Many people in the informal community have no experience of formal banking. For example, few banks have even moved beyond urban areas. For example, 7 out of 13 Northern Districts in Ghana do not even have a single bank outlet! This is a global pattern and what is true of retail banking is far worse for small business.
Then, along came Muhammad Yunus and the Grameen Bank. In 1976, Yunus lent less than a dollar each to 42 Bangladeshi women. The loans were repaid and several ventures were born. Grameen Bank has grown into a $3 billion collosus; Yunus has been awarded the Nobel Peace Prize and, microcredit hit the headlines. From this root, a global movement has developed with an estimated $25 billion of loans and over 130 million customers of microfinance institutions.
Yunus is keen on vocabulary. Preferring the term microcredit to microfinance, his success has triggered many formal banks to enter the fray. However, he has been highly critical of those banks that have entered the informal market to make profits.
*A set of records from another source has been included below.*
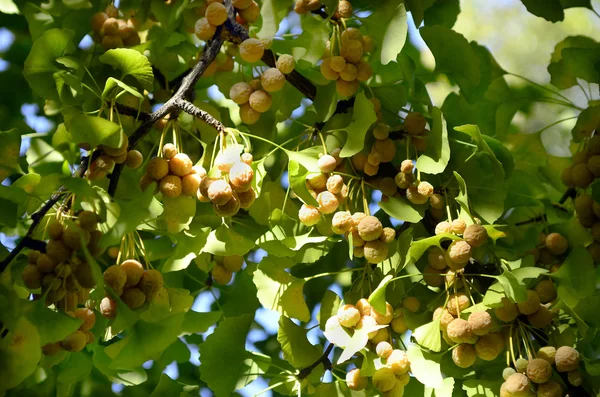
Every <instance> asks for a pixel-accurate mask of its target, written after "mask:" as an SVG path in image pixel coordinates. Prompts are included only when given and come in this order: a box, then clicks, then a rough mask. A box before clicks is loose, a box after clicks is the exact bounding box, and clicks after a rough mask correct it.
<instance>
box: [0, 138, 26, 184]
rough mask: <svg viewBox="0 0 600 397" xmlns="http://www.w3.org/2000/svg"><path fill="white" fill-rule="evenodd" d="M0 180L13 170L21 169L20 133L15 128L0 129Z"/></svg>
mask: <svg viewBox="0 0 600 397" xmlns="http://www.w3.org/2000/svg"><path fill="white" fill-rule="evenodd" d="M0 142H2V145H0V182H1V181H3V180H5V179H6V178H7V177H8V176H9V175H10V174H12V173H13V172H19V171H21V167H20V166H19V153H20V152H21V133H20V132H19V130H17V129H16V128H13V129H11V130H8V131H0Z"/></svg>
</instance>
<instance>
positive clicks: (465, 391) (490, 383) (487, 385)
mask: <svg viewBox="0 0 600 397" xmlns="http://www.w3.org/2000/svg"><path fill="white" fill-rule="evenodd" d="M501 385H502V381H499V380H481V379H470V380H465V381H464V382H463V390H464V391H465V392H466V393H467V396H469V397H498V395H499V391H500V386H501Z"/></svg>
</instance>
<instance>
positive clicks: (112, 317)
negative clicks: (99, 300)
mask: <svg viewBox="0 0 600 397" xmlns="http://www.w3.org/2000/svg"><path fill="white" fill-rule="evenodd" d="M100 313H102V315H103V316H104V317H106V318H108V319H111V320H112V319H114V318H115V317H116V316H117V302H115V301H114V300H112V299H110V298H109V297H108V296H106V297H104V298H103V299H102V301H101V302H100Z"/></svg>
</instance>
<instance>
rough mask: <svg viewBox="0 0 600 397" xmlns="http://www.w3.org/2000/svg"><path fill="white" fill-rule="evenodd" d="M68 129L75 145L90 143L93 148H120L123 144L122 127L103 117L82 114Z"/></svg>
mask: <svg viewBox="0 0 600 397" xmlns="http://www.w3.org/2000/svg"><path fill="white" fill-rule="evenodd" d="M67 127H68V131H69V133H70V134H71V136H72V137H73V141H74V142H75V143H89V144H90V146H92V147H97V146H99V145H108V146H111V147H120V146H121V145H122V144H123V142H122V139H123V136H122V134H121V127H119V125H118V124H116V123H113V122H111V121H108V120H106V119H103V118H101V117H96V116H88V115H86V114H80V115H78V116H76V117H74V118H72V119H71V120H70V122H69V123H68V125H67Z"/></svg>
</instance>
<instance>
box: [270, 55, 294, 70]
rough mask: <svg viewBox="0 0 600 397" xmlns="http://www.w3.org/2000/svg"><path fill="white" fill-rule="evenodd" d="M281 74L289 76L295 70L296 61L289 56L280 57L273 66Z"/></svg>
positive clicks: (279, 56) (283, 56)
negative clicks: (274, 65)
mask: <svg viewBox="0 0 600 397" xmlns="http://www.w3.org/2000/svg"><path fill="white" fill-rule="evenodd" d="M275 65H276V66H277V69H279V71H280V72H281V73H283V74H290V73H292V72H293V71H294V69H295V68H296V60H295V59H294V57H293V56H291V55H289V54H283V55H280V56H279V58H277V62H276V64H275Z"/></svg>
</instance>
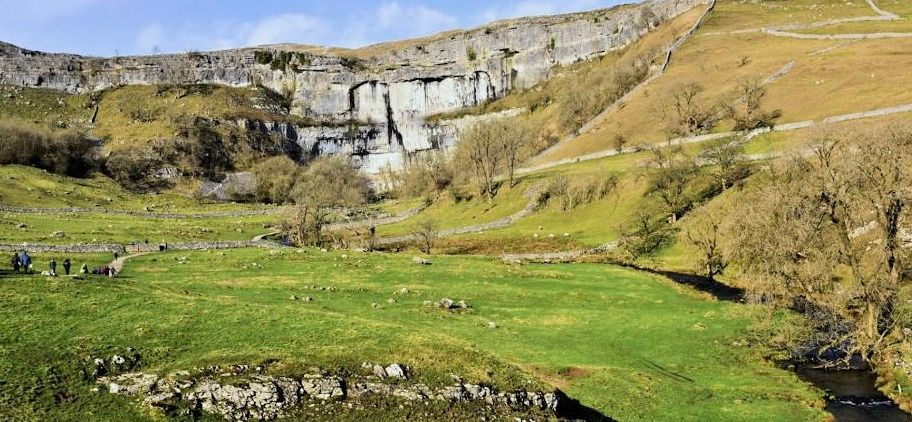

In a well publicised exchange, he has dismissed the Public Offering of the Mexican Bank Compartamos because it focusses the profit motive rather than the more philanthropic mission that Grameen has forged ahead with. This acrimonious exchange was tantamount to excommunication from the pure philosophy of the High Priest of microcredit. Is such a rigid interpretation of the scope for microfinance helpful?
This is not the place to debate the merits of Grameen but it is important to highlight that small loans are not going to be sufficient to trigger sustainable growth in the emerging world. More sophisticated financial services than microcredit are needed. Which brings us back to SMEs and the need for financial support to grow and be sustainable.
Take a business that makes garments and starts from a network of women working from home. Fine. Low cost workers drive turnover and all is well. And yet, for some successful businesses of this type, there has to be a way to build on early success with productivity improvements that only investment in more sophisticated machinery can trigger.
It is important to acknowledge the importance of Yunus and the Grameen Bank. No doubt. However, it is high time that the debate moves up a gear. Significant investment in logistics connectivity (hardaware, software and peopleware) can generate significant transformations in any number of local economies. And yet, this cannot be acheived by small loans or, the pooling of any number of daily wages.
The informal economy needs financial services to underpin logistics improvements providing the platform for sustainable growth. In India alone it is estimated that well over 500,000 of SMEs are eminently bankable. Think of the impact on the local economy. Think of the potential on the global stage.